あの神室町のダニ、谷村の恋人はそう言って炭酸ジュースをぐいっと飲み干した。
聞き間違いだろうか。こいつはやきもちを焼かせたい、と言ったのか。今日久々に有給を取れたから遊びに来ると言っていた、休日の全てをなずなに会うために使っているんじゃないかってくらい惚れ込んでいるあの谷村に、嫉妬させたい、と。思わずため息が漏れる。
「ちょっとよし兄!そのため息何?!真剣な悩みなんだけど?!」
「そもそもあいつの嫉妬なんて日常茶飯事じゃねえか」
「はあ?!そんなことないけど?!私知らないけど?!」
「お前は知らなくても他の奴らは呆れるほど知ってんだよ」
株価のチェックが一通り終わり、パッドを片すと、未だに悶々としている妹の方に向き直る。モゴモゴと口を動かしながら、両手に持ったグラスを揺らしている。
「そ、そりゃあね?たまに嫉妬したとか言ってもらったりしてね、にへにへしたけどさ。普段は絶対私の方がやきもち妬いてるんだよ!とくに!デートの時!!」
「ああ、目を離したすきに逆ナンされてるんだったか」
「そう!!ほんの数分でナンパされる谷村さんすごくない?!いやたしかにイケメンだよ!!声かけたくなる気持ちはわかるよ!!でも彼女いるって断った後私と合流してるの見てもうひと押ししてくるのなんなの?!私の顔見て寝取れるって思ったってこと?!」
「まあ思ったんだろ。どう見ても釣り合ってねえしな」
「わああん!!よし兄の意地悪ううう!!」
グラスを置いて俺の肩を叩いてくるが、痛くも痒くもない。
しかし、この妹。なぜそこまで他者に軽んじられるのか。たしかに谷村と釣り合ってはいないが、そこまで劣る外見ではないと思うのだが。思わずジロジロと上から下まで見ていたら、なずなはむぅと唇を尖らせた。

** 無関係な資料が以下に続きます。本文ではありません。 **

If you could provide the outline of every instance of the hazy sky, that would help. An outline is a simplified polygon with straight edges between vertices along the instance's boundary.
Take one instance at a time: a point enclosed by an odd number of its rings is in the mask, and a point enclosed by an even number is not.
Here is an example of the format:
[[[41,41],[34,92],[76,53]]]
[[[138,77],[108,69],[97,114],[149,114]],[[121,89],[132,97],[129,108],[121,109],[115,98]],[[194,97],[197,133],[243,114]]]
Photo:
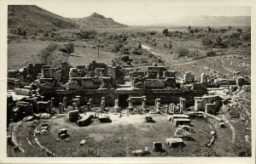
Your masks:
[[[55,0],[41,1],[38,5],[63,17],[81,18],[96,12],[130,25],[168,23],[189,15],[251,15],[249,6],[227,6],[234,3],[220,5],[218,2],[220,3],[218,0]]]

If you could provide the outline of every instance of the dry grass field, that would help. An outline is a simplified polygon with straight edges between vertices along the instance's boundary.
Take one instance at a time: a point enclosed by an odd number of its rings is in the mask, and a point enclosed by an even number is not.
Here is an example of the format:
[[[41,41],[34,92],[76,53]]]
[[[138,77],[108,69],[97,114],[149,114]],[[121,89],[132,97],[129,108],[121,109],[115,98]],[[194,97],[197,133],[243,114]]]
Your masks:
[[[89,113],[87,113],[88,115]],[[42,150],[33,141],[32,130],[41,129],[42,123],[49,124],[49,133],[38,134],[42,145],[55,153],[57,156],[134,156],[131,151],[144,150],[148,147],[150,155],[147,156],[235,156],[230,142],[230,128],[219,128],[218,122],[212,122],[213,129],[218,130],[218,139],[213,146],[206,144],[211,135],[200,130],[211,132],[211,127],[203,120],[192,120],[195,133],[191,140],[185,140],[184,147],[170,148],[165,144],[166,138],[173,137],[176,127],[167,121],[167,115],[153,115],[154,123],[144,122],[145,115],[130,115],[119,117],[119,115],[107,114],[112,123],[101,123],[95,119],[88,127],[79,127],[68,122],[68,117],[57,117],[39,122],[24,122],[18,128],[17,139],[26,152],[14,152],[10,156],[45,156]],[[68,140],[58,139],[58,130],[67,128]],[[79,145],[81,139],[85,139],[84,145]],[[28,144],[28,140],[32,144]],[[163,151],[155,152],[153,142],[160,141]],[[65,145],[65,146],[63,146]],[[226,153],[224,153],[226,152]]]

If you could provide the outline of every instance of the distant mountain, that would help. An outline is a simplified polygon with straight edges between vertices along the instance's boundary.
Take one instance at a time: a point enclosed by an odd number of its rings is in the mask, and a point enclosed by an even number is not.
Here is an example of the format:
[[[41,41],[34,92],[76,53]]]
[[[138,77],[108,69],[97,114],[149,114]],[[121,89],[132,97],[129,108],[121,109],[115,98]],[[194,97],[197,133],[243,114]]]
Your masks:
[[[9,5],[8,27],[22,29],[49,30],[79,28],[79,25],[35,5]]]
[[[118,28],[127,26],[126,25],[114,21],[112,18],[106,18],[96,13],[93,13],[88,17],[73,18],[71,20],[79,24],[81,27],[84,28]]]
[[[172,25],[193,26],[251,26],[250,16],[188,16],[172,23]]]

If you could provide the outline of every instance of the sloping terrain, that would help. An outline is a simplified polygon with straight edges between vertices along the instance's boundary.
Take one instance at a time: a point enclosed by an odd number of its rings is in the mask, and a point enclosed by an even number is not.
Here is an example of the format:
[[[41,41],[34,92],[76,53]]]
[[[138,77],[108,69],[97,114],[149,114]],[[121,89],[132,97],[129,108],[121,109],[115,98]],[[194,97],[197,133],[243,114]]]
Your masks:
[[[250,16],[189,16],[178,20],[176,25],[193,26],[250,26]]]
[[[114,21],[112,18],[106,18],[96,13],[84,18],[73,18],[71,19],[82,27],[85,28],[118,28],[125,27],[127,25]]]
[[[79,25],[36,5],[9,5],[8,27],[21,29],[49,30],[78,28]]]

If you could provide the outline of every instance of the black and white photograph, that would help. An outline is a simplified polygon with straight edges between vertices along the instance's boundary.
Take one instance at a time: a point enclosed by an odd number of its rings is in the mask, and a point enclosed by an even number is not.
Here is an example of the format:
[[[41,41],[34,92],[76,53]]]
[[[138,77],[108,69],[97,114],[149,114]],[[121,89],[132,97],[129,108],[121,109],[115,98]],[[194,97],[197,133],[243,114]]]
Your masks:
[[[18,3],[1,29],[7,159],[255,156],[249,3]]]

「どうせいつまで経っても子供ですよ。でも私は子供心を忘れない大人でありたいと思ってるけどね!」
「お前の志はどうでもいい」
「あっはい」
「……服装と化粧を弄れば、少しはイケるんじゃないか?」
「服装と、化粧」
おそらくなずなの思う通り、子供っぽいというか、妹のように見えるのだろう。だから恋人という言葉を信用せず、妹が嘘をついているだけだと思うのかもしれない。まあ単純に勝てると強気にくる女もいるのだろうが。
風呂上がりの姿を見るに、素材は悪くないはずだ。仕方ない、今日は暇だし、たまには妹の我儘にも付き合ってやることにしよう。
「やきもち焼かせたいんだろ。ル・マルシェで一通り揃えるぞ」
「やったー!!よし兄ありがとう!!」
そういうはしゃぎ方が子供っぽいんだとは言わないでおく。なんだかんだ、なずなのこういう姿に救われていたりすることもある。たまに、だがな。
「ど、どう?よし兄……」
ル・マルシェで買い物をした後、これから出かけるからと試着室で着替えをさせてもらったなずなは、試着室から出てきてこちらを伺うように聞いてくる。
なるほど。しっかりと素材を生かせば、安価な物も高級品へと変わるものだ。
いつだったか、谷村が見せてきた神室町で一日キャバ嬢をやったというなずなの写真を、加工だと鼻で笑ったが、嘘ではなかったようだ。谷村には後で謝罪しておこう。
ゴールドのヘアピンで耳元を留めて、片側の輪郭を露わにすると、少し大人の雰囲気が出たように思う。施された濃すぎない化粧は本来の肌の白さに見事に映えていて、逆にいつもより濃いめの口紅は際立って見えた。
服装も上から下まで一新した。下はサテン生地のクリーム色のマーメイドスカートを採用した。スカート丈を短くすることも考えたが、谷村の心労を考えてそちらは不採用としておいた。この苦労は後で谷村に愚痴るとして。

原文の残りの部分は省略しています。